I think its good to set up interviews in the evenings so that your husbands can meet them.
This is what I did to prepare for my interview of THEM:
- I cleaned the house
- I was prepared with a notebook, where I made one page for each person I interviewed. It had on it at the top their name, the questions I asked them with space to jot notes to answers down, and my thoughts of them at the end.
Questions to ask:
- Experience with children, specifically your child’s age
- Philosophy of taking care of a child
- Their comfort level of working in Manhattan (most come from Queens, Bronx, Jersey)
- Their comfort level getting around Manhattan on subways and taxis (for playdates, classes, emergencies)
- Possible evening and weekend availability after the work day for a date night or evening event
- Discuss responsibilities, which include taking care of the babies room, babies food (making and cleaning), shopping for babies food (if you want this), and babies laundry (most do this!!) This is also a time where you can discuss maybe them doing cleaning for you, cooking or cooking prep, and your laundry as well! (YES!!! IT HAS MADE MY LIFE SO MUCH EASIER as my nanny does this!) I mean, if you’re child naps 2-3 hours a day, then they hopefully can do this. However, typically most nannies will only do the baby stuff.
- Discuss holidays. In NYC, most full time nannies take paid holidays. Part time nannies it is not necessary…However if you travel for a week or two and your nanny isn’t coming along with you, its good to pay her for her time as she is there for you.
- Ask about any physical ailments. Your baby is going to be on the floor, and you need someone active and that can move to chase after your child.
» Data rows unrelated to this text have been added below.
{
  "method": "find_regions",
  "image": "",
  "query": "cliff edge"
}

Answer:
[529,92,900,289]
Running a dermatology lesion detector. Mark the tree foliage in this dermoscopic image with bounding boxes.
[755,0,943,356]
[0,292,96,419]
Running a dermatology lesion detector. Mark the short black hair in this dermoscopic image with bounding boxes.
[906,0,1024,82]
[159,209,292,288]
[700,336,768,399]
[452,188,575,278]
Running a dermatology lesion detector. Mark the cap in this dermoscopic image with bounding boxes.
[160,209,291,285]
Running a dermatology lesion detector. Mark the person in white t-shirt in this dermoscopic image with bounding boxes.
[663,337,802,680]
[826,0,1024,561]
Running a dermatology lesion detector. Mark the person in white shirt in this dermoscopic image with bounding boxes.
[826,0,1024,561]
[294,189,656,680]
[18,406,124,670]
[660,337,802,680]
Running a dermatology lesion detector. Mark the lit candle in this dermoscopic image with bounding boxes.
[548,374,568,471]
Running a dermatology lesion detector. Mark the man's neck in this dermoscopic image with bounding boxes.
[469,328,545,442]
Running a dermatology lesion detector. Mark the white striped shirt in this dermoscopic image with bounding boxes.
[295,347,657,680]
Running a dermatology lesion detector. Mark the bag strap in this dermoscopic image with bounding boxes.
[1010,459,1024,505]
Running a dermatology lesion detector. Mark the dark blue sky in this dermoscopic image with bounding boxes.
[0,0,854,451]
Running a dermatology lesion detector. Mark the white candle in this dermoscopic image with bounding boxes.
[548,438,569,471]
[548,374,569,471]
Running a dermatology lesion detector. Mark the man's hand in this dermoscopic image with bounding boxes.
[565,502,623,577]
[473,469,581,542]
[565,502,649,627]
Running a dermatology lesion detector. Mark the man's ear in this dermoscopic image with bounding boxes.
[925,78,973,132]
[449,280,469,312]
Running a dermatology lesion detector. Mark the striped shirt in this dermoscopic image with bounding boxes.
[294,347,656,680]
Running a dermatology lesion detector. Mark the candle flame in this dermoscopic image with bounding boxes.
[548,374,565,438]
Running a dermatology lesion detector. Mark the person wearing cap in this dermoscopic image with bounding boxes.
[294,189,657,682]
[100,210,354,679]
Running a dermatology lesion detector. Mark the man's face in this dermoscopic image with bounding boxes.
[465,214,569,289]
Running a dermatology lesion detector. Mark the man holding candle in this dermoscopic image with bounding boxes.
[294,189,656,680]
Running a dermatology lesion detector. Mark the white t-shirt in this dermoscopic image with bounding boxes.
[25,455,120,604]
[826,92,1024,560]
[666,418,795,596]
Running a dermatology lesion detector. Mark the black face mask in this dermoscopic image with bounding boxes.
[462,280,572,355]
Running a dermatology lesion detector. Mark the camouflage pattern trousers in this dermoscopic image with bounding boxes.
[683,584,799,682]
- Money : try not to discuss money at this point, as you will discuss it when you call them with an offer. However from my experience, some nannies will flat out say this is my rate, you are paying for my transportation, and yada yada. Those nannies were a turn off for me, but its good to know and discuss (negotiate)
Like I said, discuss payment at the end. The average rate for nannies is 15 dollars an hour. So if you can get that, stick to it. Anything less I’d offer someone babysitting, with less expierience, or if you’re covering days off, holidays, and transportation. Remember, you don’t want to go too cheap, they ARE taking care and in charge of your child. You want them happy and you want to treat them well!
Tricks of what to do and how to test the nanny during the interview:
- I always left my baby on the floor and sat near them. I did this for the reason that I wanted to see if the nanny would pick up my child, hold him, hug him, and try to have a relationship with him. I didn’t hold him, and it was a good way to see how open, loving, and engaging she was with him. In a few cases, nannies were so focused on the interview, that they didn’t even look let alone pick up the baby. big NO NO.
- That phone call. I would have my friend or husband call me in the middle of the interview, where I would signal one moment and leave the room. Again, leaving the baby and nanny alone in the room. I’d peak over and see – was she playing with him or playing on her phone. What was she doing in the room alone?
All in all – it was a matter of did I get a good feeling from the nanny. Her aura, her engagement with me and my child, her sincerity. You’re a mother. You’re leaving your child with someone and you know whats best for them. In the end its your judgement and your call. Also, we all make mistakes – so if it doesn’t work, you at least have some time before you go back to work, where you can interview and find someone else.
How to end the interview:
Be warm, give a handshake, and tell them…I’d love to see where this goes. I’ll be giving you a call in the next week and let you know whether I’d like for you to come back for an observation or trial for an hour with the baby.
Leave it at that…whether you call back or not…and that lucky person you do call back, remember, they are also going to love hearing from you!